While anonymity doesn’t automatically beget antisocial actions, it can lead to more aggressive, less inhibited behavior, says psychologist Jamie Madigan. Those conditions? Being part of a group and not being held responsible for your actions. Like, for example, online games, message boards, and chat rooms, says Madigan, who focuses on the psychology of video games. Anonymity, he says, “leaves people more open and susceptible to suggestion or to being influenced by real or perceived conditions.”
And cars, it turns out, work pretty much the same way as an identity-masking hood. In his book, Traffic: Why We Drive the Way We Do, journalist Tom Vanderbilt points out that while driving, people are surrounded by others (part of a group), and yet they’re also cut off (anonymous), enclosed in steel and glass shells.
In fact, when you look at Zimbardo’s description of conditions that contribute to a sense of deindividuation, it basically reads like a list of everyday road conditions. “Anonymity, diffused responsibility, group activity, altered temporal perspective, emotional arousal, and sensory overload are some of the input variables that can generate deindividuated reactions,” he says in the International Encyclopedia of Psychiatry, Psychology, Psychoanalysis, and Neurology.
To make matters worse (as Vanderbilt points out), cars and modern freeways render drivers mute. That makes them mad. Behind the wheel, you’re stripped of the ability to communicate in all but the most primitive, non-nuanced ways (honking, hand gestures, and light flashing) while your identity gets reduced down to a brand of vehicle. (Seriously, is there anything worse than the driver of a late model BMW 3 Series?). When you combine all of these factors, you have a really potent recipe for rage and aggressive behavior.

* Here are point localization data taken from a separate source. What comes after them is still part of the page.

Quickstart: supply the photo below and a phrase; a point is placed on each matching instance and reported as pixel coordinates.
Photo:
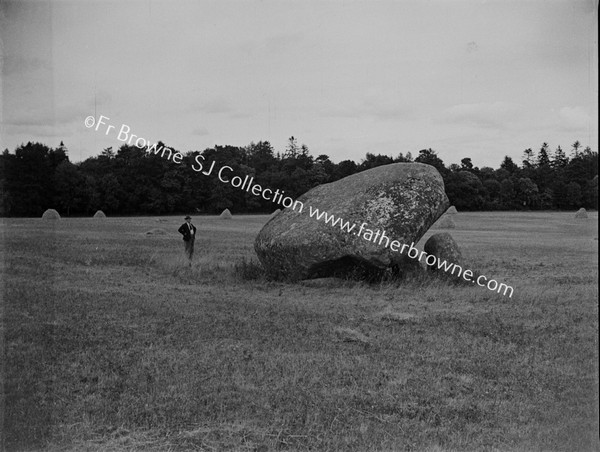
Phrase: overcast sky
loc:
(472, 78)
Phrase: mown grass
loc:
(112, 342)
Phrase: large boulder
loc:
(396, 202)
(444, 248)
(446, 222)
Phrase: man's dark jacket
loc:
(185, 230)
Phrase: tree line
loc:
(132, 181)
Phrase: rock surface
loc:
(51, 214)
(226, 215)
(446, 222)
(402, 199)
(443, 247)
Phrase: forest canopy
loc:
(133, 181)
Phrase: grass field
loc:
(112, 343)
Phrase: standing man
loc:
(188, 230)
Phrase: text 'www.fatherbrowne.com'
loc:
(225, 174)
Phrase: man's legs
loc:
(189, 249)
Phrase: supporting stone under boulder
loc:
(397, 202)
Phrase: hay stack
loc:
(226, 215)
(156, 231)
(446, 223)
(50, 214)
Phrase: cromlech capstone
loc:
(444, 248)
(51, 214)
(400, 200)
(446, 222)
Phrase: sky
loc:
(467, 78)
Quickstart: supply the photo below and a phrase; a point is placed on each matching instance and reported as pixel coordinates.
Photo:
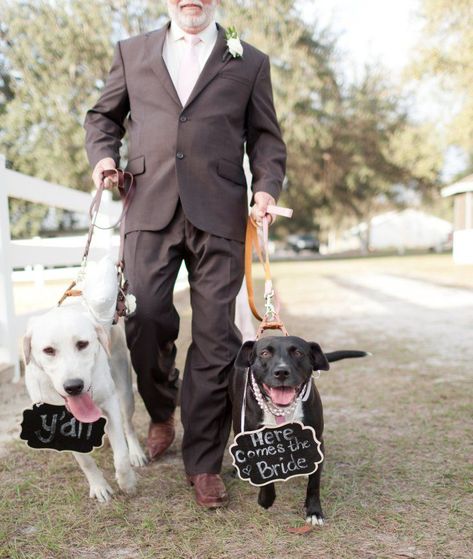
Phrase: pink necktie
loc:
(189, 70)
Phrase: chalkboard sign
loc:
(276, 453)
(54, 427)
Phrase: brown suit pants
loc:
(215, 270)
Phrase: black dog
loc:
(281, 368)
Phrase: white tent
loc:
(400, 230)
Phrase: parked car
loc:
(298, 243)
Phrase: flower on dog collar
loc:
(130, 303)
(234, 46)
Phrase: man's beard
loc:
(187, 21)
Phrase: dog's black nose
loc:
(74, 386)
(281, 374)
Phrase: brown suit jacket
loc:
(194, 152)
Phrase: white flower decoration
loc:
(130, 303)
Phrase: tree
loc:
(378, 153)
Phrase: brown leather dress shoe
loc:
(160, 437)
(209, 490)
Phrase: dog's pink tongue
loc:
(282, 396)
(83, 408)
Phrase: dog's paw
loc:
(137, 457)
(315, 519)
(101, 491)
(126, 480)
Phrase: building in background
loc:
(408, 229)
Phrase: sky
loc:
(369, 30)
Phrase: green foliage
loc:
(445, 54)
(347, 148)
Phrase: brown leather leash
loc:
(126, 195)
(270, 319)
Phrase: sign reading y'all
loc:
(276, 453)
(54, 427)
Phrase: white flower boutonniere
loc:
(234, 46)
(130, 303)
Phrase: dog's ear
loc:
(103, 339)
(243, 359)
(27, 348)
(317, 357)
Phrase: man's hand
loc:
(97, 176)
(259, 210)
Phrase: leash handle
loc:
(126, 196)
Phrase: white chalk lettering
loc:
(51, 429)
(68, 429)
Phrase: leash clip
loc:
(270, 310)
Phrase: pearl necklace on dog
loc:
(273, 409)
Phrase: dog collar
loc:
(275, 410)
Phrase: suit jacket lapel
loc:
(216, 61)
(155, 43)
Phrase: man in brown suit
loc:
(189, 107)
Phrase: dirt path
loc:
(399, 438)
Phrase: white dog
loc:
(68, 361)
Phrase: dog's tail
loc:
(345, 354)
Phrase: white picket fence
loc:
(38, 254)
(60, 252)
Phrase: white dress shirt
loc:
(174, 46)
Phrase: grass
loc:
(398, 473)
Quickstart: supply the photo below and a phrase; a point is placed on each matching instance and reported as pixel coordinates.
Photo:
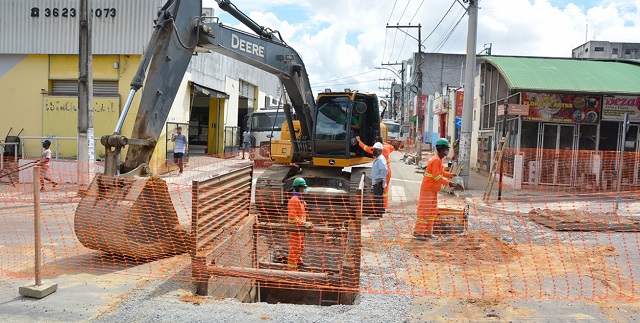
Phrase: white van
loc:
(264, 125)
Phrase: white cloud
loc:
(321, 31)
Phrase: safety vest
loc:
(297, 210)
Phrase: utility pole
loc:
(402, 84)
(467, 107)
(419, 111)
(392, 114)
(86, 144)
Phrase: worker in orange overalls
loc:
(387, 149)
(297, 213)
(434, 177)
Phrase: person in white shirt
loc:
(246, 141)
(181, 147)
(378, 180)
(44, 163)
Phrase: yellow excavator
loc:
(128, 212)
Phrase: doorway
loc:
(631, 156)
(557, 154)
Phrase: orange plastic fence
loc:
(567, 234)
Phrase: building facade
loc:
(565, 119)
(39, 78)
(605, 49)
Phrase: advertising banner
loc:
(614, 108)
(563, 108)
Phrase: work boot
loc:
(421, 237)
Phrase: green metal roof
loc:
(568, 75)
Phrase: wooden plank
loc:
(558, 225)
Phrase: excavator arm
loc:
(179, 29)
(131, 214)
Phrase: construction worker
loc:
(297, 213)
(434, 178)
(387, 149)
(44, 163)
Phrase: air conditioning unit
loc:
(532, 172)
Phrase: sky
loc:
(344, 43)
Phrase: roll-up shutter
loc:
(248, 91)
(70, 88)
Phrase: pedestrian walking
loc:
(378, 180)
(44, 163)
(387, 149)
(434, 177)
(180, 148)
(297, 215)
(246, 141)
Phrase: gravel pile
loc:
(168, 302)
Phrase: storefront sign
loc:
(614, 108)
(438, 106)
(459, 101)
(515, 110)
(564, 108)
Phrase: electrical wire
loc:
(450, 31)
(345, 77)
(439, 22)
(417, 10)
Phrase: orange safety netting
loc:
(563, 230)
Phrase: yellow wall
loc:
(65, 67)
(216, 136)
(61, 120)
(21, 105)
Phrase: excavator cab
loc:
(340, 117)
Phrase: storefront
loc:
(565, 128)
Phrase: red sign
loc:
(515, 110)
(459, 101)
(566, 108)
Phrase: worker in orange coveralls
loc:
(434, 177)
(387, 149)
(297, 213)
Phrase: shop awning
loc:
(208, 92)
(568, 75)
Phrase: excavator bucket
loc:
(132, 217)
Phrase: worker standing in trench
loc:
(387, 149)
(297, 214)
(434, 177)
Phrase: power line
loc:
(405, 10)
(444, 39)
(439, 22)
(391, 14)
(346, 77)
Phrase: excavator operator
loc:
(434, 177)
(387, 149)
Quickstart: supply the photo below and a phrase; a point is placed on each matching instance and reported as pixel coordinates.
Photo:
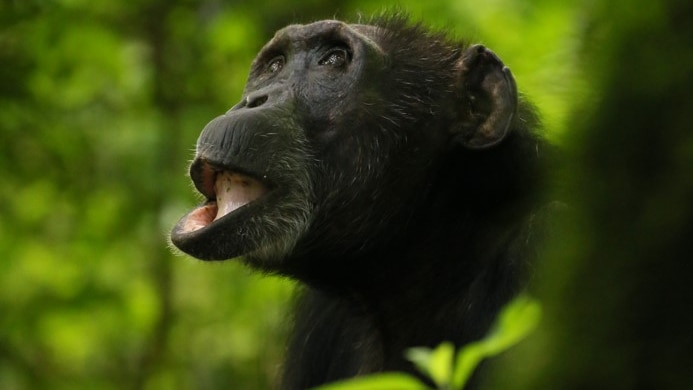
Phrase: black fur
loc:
(402, 190)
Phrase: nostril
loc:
(255, 101)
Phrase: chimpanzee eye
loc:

Remember that unobservant and/or entitled asshole driving the SUV? It turns out our assessments of other drivers, along with their motivations, are also often painfully simplistic or flat out wrong. Maybe the SUV driver had to quickly swerve to avoid a piece of road debris you didn’t see. Maybe you were the asshole, riding in his blind spot and being too preoccupied to notice that he did in fact use his blinker.
These possibilities don’t register while driving because we make snap judgments by consulting our emotions instead of our logic. You were mad, and therefore the SUV driver is an jerk. End of story. It’s what behavioral economists call the affect heuristic. These gut reactions enable us to make quick decisions when needed, but they’re also the reason you don’t like that shifty-looking dude in the copy room and hate all cyclists.

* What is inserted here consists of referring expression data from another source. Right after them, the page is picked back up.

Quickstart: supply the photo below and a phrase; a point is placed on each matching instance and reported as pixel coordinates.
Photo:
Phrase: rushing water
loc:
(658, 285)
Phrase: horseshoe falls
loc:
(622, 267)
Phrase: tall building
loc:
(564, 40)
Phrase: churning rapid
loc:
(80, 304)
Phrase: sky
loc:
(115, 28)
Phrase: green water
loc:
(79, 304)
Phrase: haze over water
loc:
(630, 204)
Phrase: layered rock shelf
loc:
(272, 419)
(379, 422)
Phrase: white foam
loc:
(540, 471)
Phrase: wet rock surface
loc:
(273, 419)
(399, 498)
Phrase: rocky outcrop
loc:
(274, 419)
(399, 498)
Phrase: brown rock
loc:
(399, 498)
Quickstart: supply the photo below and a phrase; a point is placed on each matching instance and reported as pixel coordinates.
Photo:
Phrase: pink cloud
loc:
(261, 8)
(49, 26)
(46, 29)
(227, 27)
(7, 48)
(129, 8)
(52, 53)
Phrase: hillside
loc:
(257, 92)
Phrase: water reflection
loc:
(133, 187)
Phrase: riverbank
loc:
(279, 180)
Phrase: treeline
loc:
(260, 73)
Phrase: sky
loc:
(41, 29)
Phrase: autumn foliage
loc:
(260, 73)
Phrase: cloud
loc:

So if driving and traffic prey upon our irrationality and provide us a near perfect laboratory to exercise vile human behavior, is there anything we can do to keep from turning into a bunch of Mr. Wheelers? Well, not driving obviously helps. But there’s another solution: Add a passenger.

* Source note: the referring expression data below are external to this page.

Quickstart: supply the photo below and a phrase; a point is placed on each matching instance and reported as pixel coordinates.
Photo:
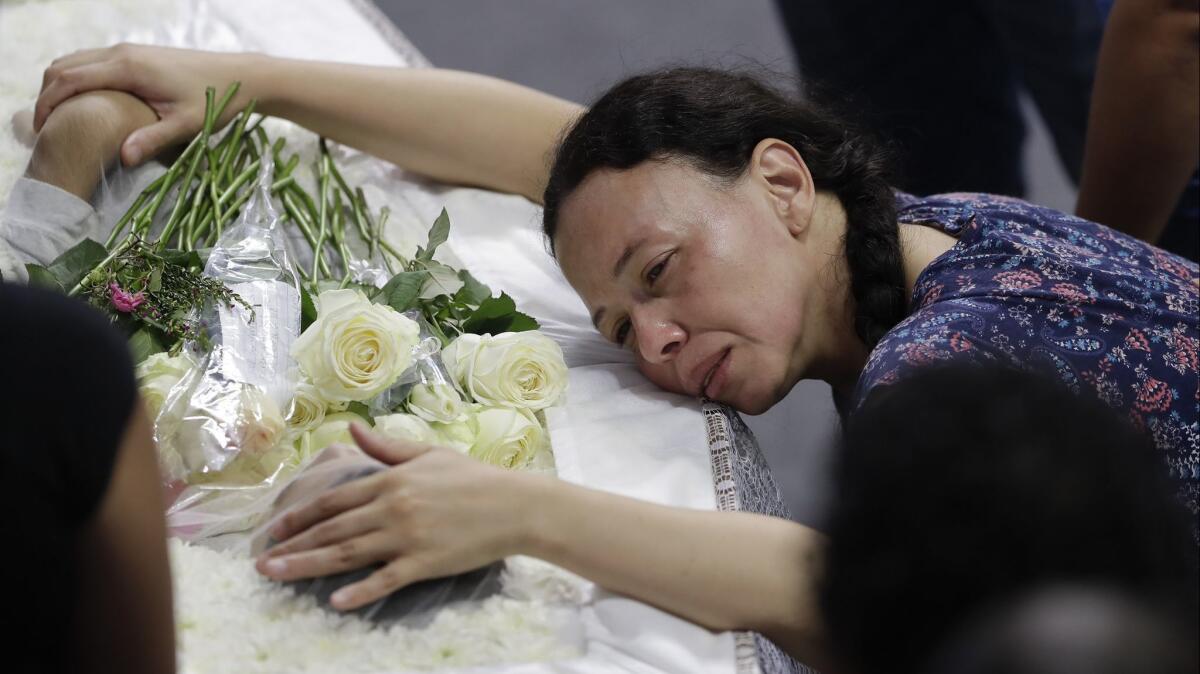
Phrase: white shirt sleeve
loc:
(41, 223)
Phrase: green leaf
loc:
(144, 343)
(402, 292)
(307, 310)
(189, 259)
(443, 281)
(42, 277)
(522, 322)
(70, 268)
(438, 235)
(361, 410)
(472, 292)
(496, 316)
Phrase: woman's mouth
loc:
(717, 378)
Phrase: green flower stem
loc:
(323, 216)
(297, 215)
(131, 214)
(352, 196)
(145, 218)
(184, 193)
(246, 174)
(340, 238)
(231, 152)
(125, 246)
(363, 217)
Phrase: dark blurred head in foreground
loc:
(978, 507)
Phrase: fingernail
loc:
(340, 597)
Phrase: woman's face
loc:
(706, 283)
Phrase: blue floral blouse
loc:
(1037, 288)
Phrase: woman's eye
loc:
(623, 332)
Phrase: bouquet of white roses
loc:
(253, 355)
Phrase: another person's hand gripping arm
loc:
(453, 126)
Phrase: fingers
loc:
(387, 450)
(69, 61)
(105, 74)
(347, 555)
(333, 503)
(333, 530)
(400, 572)
(149, 140)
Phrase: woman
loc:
(84, 533)
(735, 240)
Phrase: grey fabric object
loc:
(40, 223)
(744, 483)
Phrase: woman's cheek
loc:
(661, 374)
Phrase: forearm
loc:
(1144, 128)
(721, 570)
(453, 126)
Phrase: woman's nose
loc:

Passengers rarely seem to get as worked up about things as drivers. Occasionally, they may even challenge a driver’s sense of moral outrage and provide a healthy dose of shame and objectivity. “Studies that have examined the brain activity of drivers and passengers as they engaged in simulated driving have shown that different neural regions are activated in drivers and passengers,” Vanderbilt writes. “They are, in effect, different people.” And when you consider that solo drivers tend to drive more aggressively, the casual carpool may be both a money saver and a great form of road therapy.